Some teachers will require further or new in-service training. We are preparing to make grants available in order to implement the possibility of teachers preparing for the specific requirements of the national curriculum.
§ Ms. ArmstrongThe Minister talked about falling rolls. That will mean fewer children leaving school at 18 and training as teachers. There will be fewer people available for recruitment. How can the Government estimate how many teachers they need, given that there is now such confusion about the amount of time that will be spent on each subject? How can the Government reassure parents and children that there will be sufficient teachers to be trained to deliver the curriculum?
§ Mrs. RumboldThe confusion is confined to the hon. Lady's mind. Falling rolls will have a considerable effect on the availability of teachers for retraining or for returning to the subject in which they were first trained. It is well known that there are some teachers, particularly in our secondary schools, who are not teaching their first discipline. It is also true that demographic changes will have some effect on the recruitment of people into teaching. It is for that reason that we have taken steps to undertake high profile recruitment at universities and among those who might return to teaching. It is also why my right hon. Friend has suggested that there may be a new form of teachers with licensed-teacher status to ensure that our children are provided with the best teaching force available.

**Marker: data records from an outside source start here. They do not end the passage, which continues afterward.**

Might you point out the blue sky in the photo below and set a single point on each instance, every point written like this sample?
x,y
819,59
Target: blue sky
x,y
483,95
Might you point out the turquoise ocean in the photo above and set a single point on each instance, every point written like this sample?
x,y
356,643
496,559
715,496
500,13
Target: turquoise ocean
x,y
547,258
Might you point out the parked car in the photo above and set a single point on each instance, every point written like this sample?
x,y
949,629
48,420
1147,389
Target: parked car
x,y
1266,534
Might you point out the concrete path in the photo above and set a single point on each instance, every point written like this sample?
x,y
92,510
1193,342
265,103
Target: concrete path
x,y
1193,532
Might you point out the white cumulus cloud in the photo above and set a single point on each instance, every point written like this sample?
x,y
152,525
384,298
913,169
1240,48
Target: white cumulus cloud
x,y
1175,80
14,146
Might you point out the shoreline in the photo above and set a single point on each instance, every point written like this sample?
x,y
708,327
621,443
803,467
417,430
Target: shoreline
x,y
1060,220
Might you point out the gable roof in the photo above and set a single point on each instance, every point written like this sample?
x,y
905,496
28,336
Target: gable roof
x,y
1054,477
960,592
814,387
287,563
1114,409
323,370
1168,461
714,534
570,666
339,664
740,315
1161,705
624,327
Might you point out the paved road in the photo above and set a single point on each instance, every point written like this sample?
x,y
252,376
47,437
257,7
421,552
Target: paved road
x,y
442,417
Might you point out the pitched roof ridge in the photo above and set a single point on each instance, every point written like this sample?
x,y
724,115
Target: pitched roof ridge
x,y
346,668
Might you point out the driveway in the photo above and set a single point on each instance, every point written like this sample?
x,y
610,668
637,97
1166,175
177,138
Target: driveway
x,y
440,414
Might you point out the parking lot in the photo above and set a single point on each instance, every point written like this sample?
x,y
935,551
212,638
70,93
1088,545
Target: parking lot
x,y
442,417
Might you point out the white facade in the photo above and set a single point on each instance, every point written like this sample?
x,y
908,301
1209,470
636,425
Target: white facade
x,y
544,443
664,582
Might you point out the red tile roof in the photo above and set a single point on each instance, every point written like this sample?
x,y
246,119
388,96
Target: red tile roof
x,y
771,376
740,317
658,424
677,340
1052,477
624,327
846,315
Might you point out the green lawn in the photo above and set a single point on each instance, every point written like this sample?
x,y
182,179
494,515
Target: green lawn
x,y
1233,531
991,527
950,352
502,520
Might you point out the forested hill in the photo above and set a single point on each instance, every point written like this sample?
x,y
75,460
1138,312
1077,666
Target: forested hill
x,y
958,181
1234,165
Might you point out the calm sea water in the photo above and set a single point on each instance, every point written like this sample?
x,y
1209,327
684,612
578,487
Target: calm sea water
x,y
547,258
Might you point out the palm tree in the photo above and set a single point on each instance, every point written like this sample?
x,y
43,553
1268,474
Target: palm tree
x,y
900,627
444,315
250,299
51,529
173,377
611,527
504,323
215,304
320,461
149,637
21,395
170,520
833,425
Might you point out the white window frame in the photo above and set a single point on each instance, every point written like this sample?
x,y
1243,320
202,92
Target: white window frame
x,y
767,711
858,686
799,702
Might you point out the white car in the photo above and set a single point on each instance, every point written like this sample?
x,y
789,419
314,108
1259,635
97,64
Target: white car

Under the orders listing foreign languages we can provide that a child cannot satisfy the national curriculum requirement by studying his or her mother language. We have not yet set up the working party on foreign languages. It will be for that working party to take into consideration the matter that has been raised with me.
§ Mr. Patrick Thompson (Norwich, North)When considering the supply of teachers, will my hon. Friend also consider the supply of ancillary staff and technicians, who are just as important for the successful teaching of subjects?
§ Mrs. RumboldMy hon. Friend makes an important point about ancillary staff—
§ It being half-past Eleven o'clock, MR. DEPUTY SPEAKER proceeded, pursuant to the Order this day, to put the Question already proposed from the Chair.
§ Amendment negatived.
§ Lords amendment No. 39 agreed to.
§ Lords amendments Nos. 40 to 53, 55 to 67 and 69 to 88 agreed to.